Some people are seriously ill or dying, but can be treated or cured with a transplant from a suitable donor. For example, people who suffer from leukemia, aplastic anemia and other potentially life-threatening blood diseases can often be cured with a bone marrow transplant (BMT) from a compatible donor. Too often, sick people die because a matching donor cannot be found.

PGD offers an alternative way of finding a compatible donor -- by creating one. The patient's mother can go through a standard IVF procedure, have many ova harvested, have the ova fertilized by the father's sperm, and have the resulted embryos go through a PGD procedure. If any embryos are found to contain DNA that is an appropriate match to the patient, they can be implanted in the mother's uterus. With luck, a pregnancy will develop and an infant will be born. That infant may then be able to supply needed stem cells from his/her umbilical cord or some other body component to their sibling and save their life. 

To some parents, this option is literally a life saver. Instead of watching their child waste away and die, they can have the possibility of a cure. Also, another child will be added to their family. The first family to go through this process was the Nash family in Colorado. Their child:

"Molly was born with Fanconi anemia, a rare genetic disease that causes many problems, the most serious of which is inadequate bone marrow production....her poor bone marrow production meant that she would develop leukemia and die, possibly within a few years." 

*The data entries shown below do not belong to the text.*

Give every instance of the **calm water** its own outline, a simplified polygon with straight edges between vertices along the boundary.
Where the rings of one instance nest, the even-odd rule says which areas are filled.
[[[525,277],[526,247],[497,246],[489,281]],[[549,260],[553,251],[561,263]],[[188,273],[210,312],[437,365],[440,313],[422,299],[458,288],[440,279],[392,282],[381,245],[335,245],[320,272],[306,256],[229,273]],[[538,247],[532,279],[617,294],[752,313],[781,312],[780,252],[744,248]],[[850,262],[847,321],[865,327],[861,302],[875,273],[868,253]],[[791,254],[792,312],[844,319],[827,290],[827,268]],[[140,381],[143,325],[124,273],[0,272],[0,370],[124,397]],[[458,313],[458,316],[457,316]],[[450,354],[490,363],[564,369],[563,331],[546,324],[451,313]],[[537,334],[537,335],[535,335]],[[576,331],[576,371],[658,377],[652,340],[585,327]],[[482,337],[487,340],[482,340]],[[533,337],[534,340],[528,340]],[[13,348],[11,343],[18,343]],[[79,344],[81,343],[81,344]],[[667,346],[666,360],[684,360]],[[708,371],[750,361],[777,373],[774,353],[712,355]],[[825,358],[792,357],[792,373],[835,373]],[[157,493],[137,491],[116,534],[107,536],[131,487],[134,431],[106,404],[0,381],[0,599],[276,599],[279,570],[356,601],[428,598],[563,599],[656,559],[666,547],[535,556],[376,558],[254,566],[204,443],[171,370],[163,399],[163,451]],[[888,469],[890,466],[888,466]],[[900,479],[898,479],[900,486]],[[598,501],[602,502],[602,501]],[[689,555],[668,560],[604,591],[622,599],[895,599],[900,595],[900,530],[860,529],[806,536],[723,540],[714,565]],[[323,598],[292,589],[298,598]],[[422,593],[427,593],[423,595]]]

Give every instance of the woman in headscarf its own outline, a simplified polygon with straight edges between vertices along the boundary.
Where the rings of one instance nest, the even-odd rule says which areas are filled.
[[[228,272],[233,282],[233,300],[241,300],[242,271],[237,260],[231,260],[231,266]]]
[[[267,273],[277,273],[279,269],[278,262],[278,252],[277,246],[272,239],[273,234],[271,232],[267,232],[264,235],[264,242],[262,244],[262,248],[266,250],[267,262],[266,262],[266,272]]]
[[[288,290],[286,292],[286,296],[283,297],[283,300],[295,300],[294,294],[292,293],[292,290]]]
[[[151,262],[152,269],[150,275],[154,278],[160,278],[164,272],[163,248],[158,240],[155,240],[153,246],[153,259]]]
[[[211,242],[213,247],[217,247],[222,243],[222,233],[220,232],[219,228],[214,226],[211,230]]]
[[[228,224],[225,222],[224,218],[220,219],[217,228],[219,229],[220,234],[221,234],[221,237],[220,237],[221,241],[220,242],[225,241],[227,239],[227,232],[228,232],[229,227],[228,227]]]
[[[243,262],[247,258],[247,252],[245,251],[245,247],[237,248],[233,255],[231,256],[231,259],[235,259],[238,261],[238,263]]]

The Nashes wanted a second child anyway. IVF and PGD procedures assured that their second child would be disease free and would be a compatible donor to their sister. A month after Adam was born Molly was treated with radiation and chemotherapy to completely destroy her bone marrow. She was then given a transfusion of Adam's umbilical cord blood. Her chances of survival increased from 42% with cord blood transplant from an unrelated marrow donor to 85% with a transplant from a matched sibling. There was no danger at all to Adam. 1

There are some negative aspects to the use of IVF and PGD to create a child to treat her or his sibling:

bulletSome diseases develop too quickly to allow time for a pregnancy and perhaps maturity of the infant to the point where they can donate.
bulletSome people raise ethical questions about the creation of what they call "designer babies" in order to treat a sibling.
bulletOthers object to the discarding of unused embryos. They generally feel that human personhood starts at the instant of fertilization. They view the killing of diseased embryos or embryos with poorly matched DNA is equivalent to murder.
bulletSome fear that IVF and PGD is the first step down a slippery slope that will lead to babies being created to be used for spare parts.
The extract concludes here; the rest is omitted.